God forbid a fiberglss liner. The question that Vanessa posed is open to a lot of variables. I agree with you that it would be better to find a BCC in sad shape and do a facelift. At least with a BCC the basic foundation would be good. The variables are how bad was she neglected and how much skill do you or someone else have in order to bring her back. All in all if you start with a project of building, rebuilding or even refitting you need to commit to it. I’ve seen kit boats that started with good intentions and ended up never reaching completion. The ones that were finished were either better than factory or of not the best quality. Even the ones that were of poor workmanship were someones dream and that is something that must be given credit for. At least those people did something about their dream and I admire them for that.
As far as being the same boat??? If we look at the previous BCC’s built over the years under different management they are the the same but improvements have been made. Is a BCC or FC that was built under Sam the same boat that was built under the direction of Sumio? The great thing about this is that The Sam L. Morse CO. was blessed to have the directors that it did in keeping high standards to produce a quality boat with no shortcuts. Hopefully someone will come along and produce the same boat with the same appreciation for quality that only a few builders offer today.


Jolie Brise


I agree with you wholeheartedly. Still you cannot judge a book by its cover or a boat by it’s shell. When we bought Waxwing in '77 there were no patterns available as yet for interior bulkheads, bunk layouts, etc. While we stuck with the rough idea of Lyle’s design originally we later changed it somewhat after the first two years of cruising.

Oh, also keep in mind that in the late '70’s there were quite a few bare hulls sold with some ‘far out’ ideas of how to finish or ballast them.

One owner in northern California poured a four-inch concrete shoe inside the length of the keel as … well, I’m not sure what the idea was.

Another owner used iron boiler punchings encased in concrete as ballast. How they computed the placement and amount and what effect it had on her lines I never found out.

You can see some of the present interior here: I think.


Thanks for sharing the pictures, nice work and layout. Have to laugh at your mention of kit boats. Long ago we owned a Kenner Privateer that someone built from a bare hull and deck. The ballast was concrete and bricks and never glassed over, didn’t have much of a bilge. The shaft tube for the rudder had a leak and sometimes the pump switch would stick and the water would set the cabin sole awash. After pumping out the water we were left with a fine layer of sand on the floorboards. Lois always called it our replenishing supply of non skid.
The kit boat phase was quite something. I know that Westsail, C.E. Ryder
( Southern Cross ), Kenner Boat Co. and Sam L. Morse offered kits or the boat finished to any stage. When younger I got the bug to go off saling and read all the information that Jim Brown had on his Searunner Tri’s and sent for the catalogs from Bruce Roberts. Since then I came to my senses and owned completed boats that needed help. In all it has been a learning experience.


Jolie Brise

Ahoy Beachpotato, Of course, you have a very good question for our BCC Forum, and you will find as many answers as there are BCC owners.

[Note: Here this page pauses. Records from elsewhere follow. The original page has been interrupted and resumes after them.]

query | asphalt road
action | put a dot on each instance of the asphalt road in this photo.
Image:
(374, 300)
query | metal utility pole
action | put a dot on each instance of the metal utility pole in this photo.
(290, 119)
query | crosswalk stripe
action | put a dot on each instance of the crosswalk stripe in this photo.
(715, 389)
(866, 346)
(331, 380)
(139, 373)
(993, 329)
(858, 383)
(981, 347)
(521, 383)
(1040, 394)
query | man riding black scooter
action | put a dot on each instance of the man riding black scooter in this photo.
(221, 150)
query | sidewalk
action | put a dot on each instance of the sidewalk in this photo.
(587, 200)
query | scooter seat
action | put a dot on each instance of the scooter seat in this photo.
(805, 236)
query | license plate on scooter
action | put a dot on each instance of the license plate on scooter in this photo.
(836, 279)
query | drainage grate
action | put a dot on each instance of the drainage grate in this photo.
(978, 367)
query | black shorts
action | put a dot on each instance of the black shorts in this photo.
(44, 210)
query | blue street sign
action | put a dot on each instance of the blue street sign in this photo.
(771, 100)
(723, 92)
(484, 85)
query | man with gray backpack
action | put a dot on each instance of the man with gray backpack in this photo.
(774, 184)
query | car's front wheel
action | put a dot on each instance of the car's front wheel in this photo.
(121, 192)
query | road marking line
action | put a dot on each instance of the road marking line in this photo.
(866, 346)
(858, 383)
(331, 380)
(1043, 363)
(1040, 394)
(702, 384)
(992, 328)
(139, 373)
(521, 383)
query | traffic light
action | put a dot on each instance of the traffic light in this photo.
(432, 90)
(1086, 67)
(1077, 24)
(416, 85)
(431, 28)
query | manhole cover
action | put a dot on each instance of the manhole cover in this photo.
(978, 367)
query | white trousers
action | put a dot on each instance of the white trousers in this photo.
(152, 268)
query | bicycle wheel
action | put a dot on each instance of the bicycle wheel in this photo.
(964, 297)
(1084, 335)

Amazingly enough it took 11 years of dreaming and studying everything I could get my hands on, and heaps of money, before my dock lines were cut, and off I went.

I purchased my used BCC in Honolulu, in “ready-to-go” condition, which took me another 30 or 60 days to prep for the voyage to Port Townsend, WA., after the “sale survey” list was completed.

I was an avid reader of the west coast sailing magazine, “Latitude 38” back then, and they answered that same question for many of their readers, by saying that it cost “as much as you have”, or in my opinion, as much as you are willing to spend.

After being out here, and doing it, I tend to think, it is your comfortability factor, which will ultimately determine how much it will cost you to outfit a BCC and then go !

The more time you have to study and make educated decisions, can save you cash, but if you get in a hurry, it might be better to go on a cruise ship, for that will be less expensive, in the long run, in my opinion.